Nobody was injured and no suspect or suspects were immediately taken into custody, but the explosion raised concerns among students at South Milwaukee High School after the wave of school violence across the country last year.
"I didn't feel positive that they knew that there were no more bombs," said John Kleineider, a 16-year-old sophomore, who left school before it even started Tuesday. "I just didn't want to take the risk of finding out the hard way."
The school opened on time Tuesday, but got about 125 calls in the morning from concerned parents. Attendance at the school, which has about 1,200 students, was at about 83 percent, about 10 percentage points below what it normally is, Principal Richard Regner said.
The school explosion was reported 1:30 a.m. Tuesday, after nearby residents were awakened by a blast. That was about 11-and-a-half hours after a pipe bomb explosion next to a dumpster outside a South Milwaukee bowling alley and a little more than 13 hours after an explosion in a recycling bin in the nearby suburb of Oak Creek.
"We think that they're related because of the proximity and because of the type of devices and the time frame," South Milwaukee Police Chief Tim Talaska said outside South Milwaukee High School Tuesday, not far from where the bomb had shattered windows and tore through an overhang above the main entrance.
Talaska said police did not know whether children or adults had detonated the bombs.

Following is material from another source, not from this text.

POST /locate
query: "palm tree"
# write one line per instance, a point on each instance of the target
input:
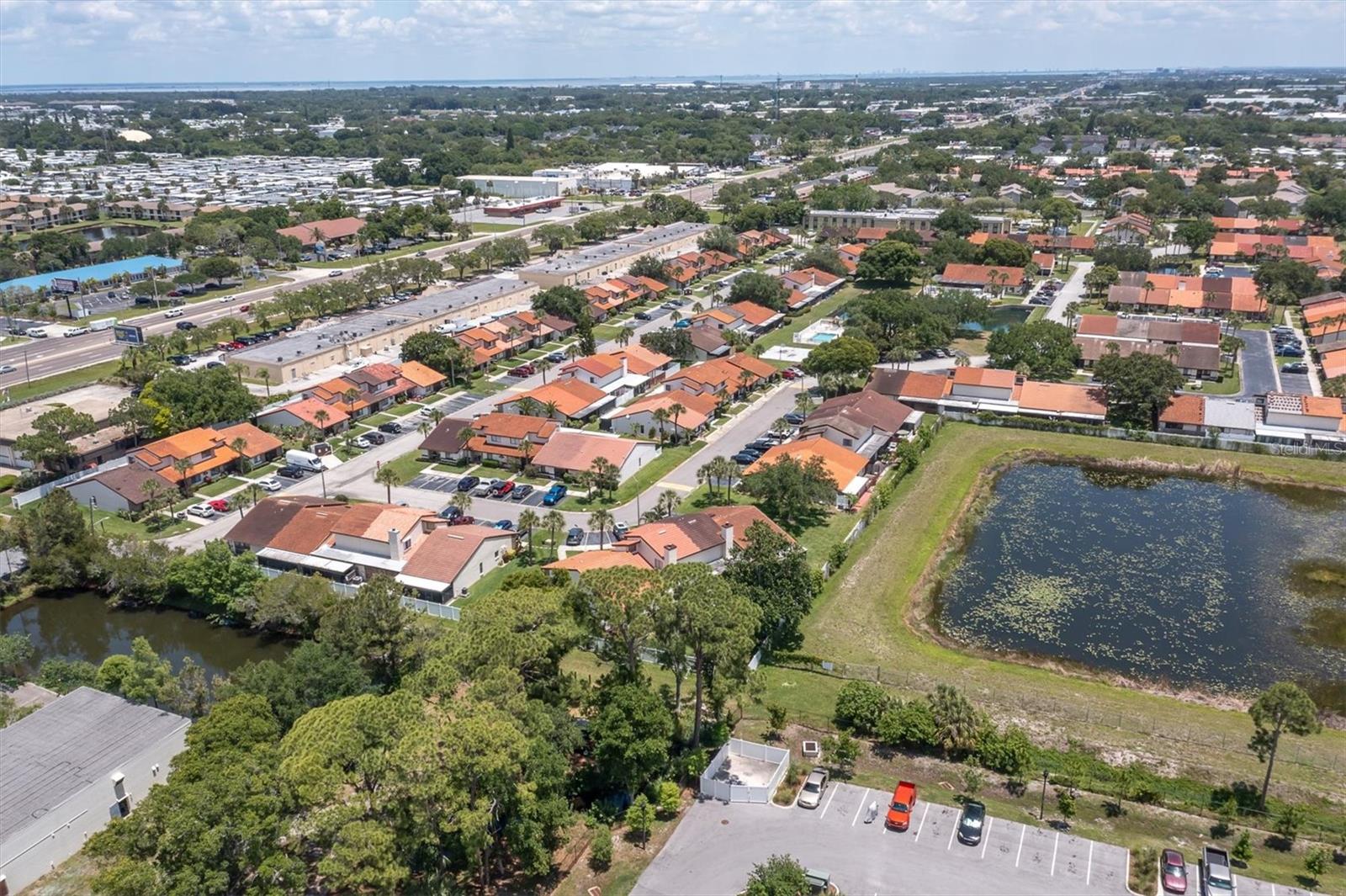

The chief added that there were no threats or notes that came with the blasts.
Police, who were assisted by the U.S. Bureau of Alcohol, Tobacco and Firearms, planned to send any evidence gathered to the state crime lab for analysis, Talaska said.
Bomb-sniffing dogs searched the school and the parking lot before classes started. The dogs did another sweep through the school after students had arrived and found nothing, Regner said.

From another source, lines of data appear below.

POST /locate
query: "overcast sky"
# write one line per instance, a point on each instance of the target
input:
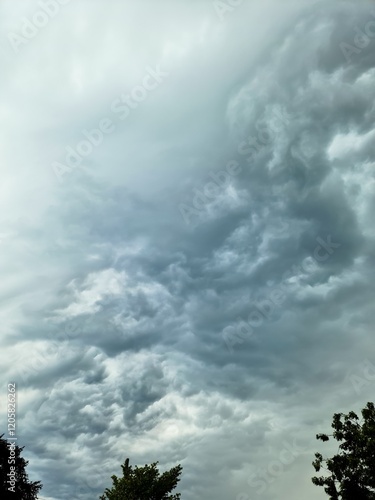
(187, 237)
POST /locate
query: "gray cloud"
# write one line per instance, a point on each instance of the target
(116, 310)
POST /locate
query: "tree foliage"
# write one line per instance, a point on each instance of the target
(352, 470)
(14, 482)
(144, 483)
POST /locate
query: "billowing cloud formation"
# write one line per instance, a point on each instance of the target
(187, 244)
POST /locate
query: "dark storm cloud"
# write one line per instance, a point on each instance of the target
(118, 305)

"Absolutely the kids are concerned," Regner said Tuesday. "We feel the building is as safe as it ever has been and probably safer because of the fact that the dogs did go through this morning."
The main entrance at the high school was closed and blocked off with yellow tape Tuesday. The damage cause by the blast was less than $5,000, South Milwaukee schools Superintendent David Ewald estimated.
Up to 10 South Milwaukee officers were at the school after the blast and adults were placed at each entrance, authorities said.
Some South Milwaukee High School students thought classes should have been canceled, and that the school was not taking enough precautions.
"We are afraid of a Columbine repeat at our school," said student body president Morgan, a 17-year-old senior who came to school anyway to attend a scheduled audtion for the school musical. "There are plenty of students who are dropping out each period."
Others did not seem nearly as worried.
"I don't think it's a big deal," said Pat , a 17-year-old senior. "I don't think it's going to happen again. I think it was a prank because of this Y2K thing."